The image server can also dynamically export images in JPEG format and perform basic image processing, such as contrast adjustment, gamma control, conversion from color to greyscale, color twist, region extraction and arbitrary rescaling. The server can also export spectral point or profile data from multispectral data and apply color maps or perform hillshading rendering.
Command line use:
iipsrv.fcgi --bind host : port
iipsrv.fcgi main executable
iipsrv.log log file: usually in /var/log/ or /tmp/
There are several parameters that can be supplied to iipsrv.fcgi These should be set via the appropriate web server configuration directives if running via Apache or Lighttpd. See EXAMPLES for details of web server configuations. Alternatively these parameters can be set via environment settings if running directly from the command line or from spawn-fcgi.
iipsrv will be automatically started by both Apache and Lighttpd. But not by Nginx or Java Application Servers. See the example configuration in the README or included with your distribution for the appropriate syntax. Note that Apache has two FCGI modules: mod_fastcgi and mod_fcgid which are configured differently.

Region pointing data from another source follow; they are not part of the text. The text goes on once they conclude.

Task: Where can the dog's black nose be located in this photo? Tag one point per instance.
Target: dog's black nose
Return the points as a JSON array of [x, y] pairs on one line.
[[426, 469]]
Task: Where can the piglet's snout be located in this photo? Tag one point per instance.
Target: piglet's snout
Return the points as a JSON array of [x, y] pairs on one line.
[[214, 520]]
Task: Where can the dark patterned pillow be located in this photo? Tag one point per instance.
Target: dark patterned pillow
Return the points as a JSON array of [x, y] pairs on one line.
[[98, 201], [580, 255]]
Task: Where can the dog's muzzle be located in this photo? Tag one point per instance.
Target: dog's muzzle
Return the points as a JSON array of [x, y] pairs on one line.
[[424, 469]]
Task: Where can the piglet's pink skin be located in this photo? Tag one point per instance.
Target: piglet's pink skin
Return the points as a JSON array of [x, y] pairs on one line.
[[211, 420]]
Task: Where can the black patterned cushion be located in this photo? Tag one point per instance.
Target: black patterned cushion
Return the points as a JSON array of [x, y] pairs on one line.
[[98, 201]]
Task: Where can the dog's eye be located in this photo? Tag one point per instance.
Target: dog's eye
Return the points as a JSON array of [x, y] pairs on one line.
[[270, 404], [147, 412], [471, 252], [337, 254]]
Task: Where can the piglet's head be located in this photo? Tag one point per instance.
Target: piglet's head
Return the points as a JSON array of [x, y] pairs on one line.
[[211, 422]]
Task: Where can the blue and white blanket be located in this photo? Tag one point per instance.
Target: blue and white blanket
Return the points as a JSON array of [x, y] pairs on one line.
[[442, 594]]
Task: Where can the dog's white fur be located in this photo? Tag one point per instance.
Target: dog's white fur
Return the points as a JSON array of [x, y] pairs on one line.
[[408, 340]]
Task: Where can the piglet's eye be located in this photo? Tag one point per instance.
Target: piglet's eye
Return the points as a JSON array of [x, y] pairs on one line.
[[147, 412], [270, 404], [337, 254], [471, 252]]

You may also wish to run iipsrv as a standalone program. To do this, use the following syntax to bind to a particular port and listen for FCGI (not HTTP) requests. In the following example, iipsrv will bind to port 9000 on the machine's IP address 192.168.0.1:
% iipsrv.fcgi --bind 192.168.0.1:9000
There is additionally a --backlog parameter that is optional and sets the socket backlog value. The backlog value specifies the number of requests can be queued and, therefore, increases the number of concurrent connections that iipsrv can handle and is set to 2048 by default. For example:
% iipsrv.fcgi --bind 192.168.0.1:9000 --backlog 1024
Note that the backlog parameter must be specified after the bind parameter and argument. Note also that this value may be limited by the operating system. On Linux kernels < 2.4.25 and Mac OS X, the backlog limit is hard-coded to 128, so any value above this will be limited to 128 by the OS. If you do provide a backlog value, verify whether the setting /proc/sys/net/core/somaxconn should be updated.
It is also possible to run via the spawn-fcgi program. Set up any parameters via environment variables and run the command as follows to bind, as in the previous example to port 9000 on IP address 192.168.0.1:
% spawn-fcgi -f src/iipsrv.fcgi -a 192.168.0.1 -p 9000
For use in stand alone or spawn-fcgi mode, you will then need to configure your webserver on the same machine or another to direct FCGI protocol requests to this IP address and port.
For web servers such as Nginx or Java Application Servers such as Tomcat, JBoss or Jetty, which cannot automatically start FCGI processes, iipsrv will need to be started in stand alone mode or via spawn-fcgi.
The IIPImage server supports the Internet Imaging Protocol (IIP) , the Zoomify protocol, the DeepZoom and the International Image Interoperability Framework (IIIF) protocols. Client applications supporting these protocols should be able to use iipsrv as their back-end server. IIP is the most feature rich of the 4 protocols and allows access to the more advanced imaging server features.
The image paths given to the server must be absolute paths on the server machine (eg. via the FIF variable for the IIP protocol: FIF=/images/test.tif) and not paths relative to the web server document root location. If the FILESYSTEM_PREFIX server directive has been set (see OPTIONS above), then this prefix is automatically pre-pended to all requests to generate the absolute image path. Make sure that the server process owner is able to access and read the images.
Note that images do not need to be directly accessible externally by the client via the web server.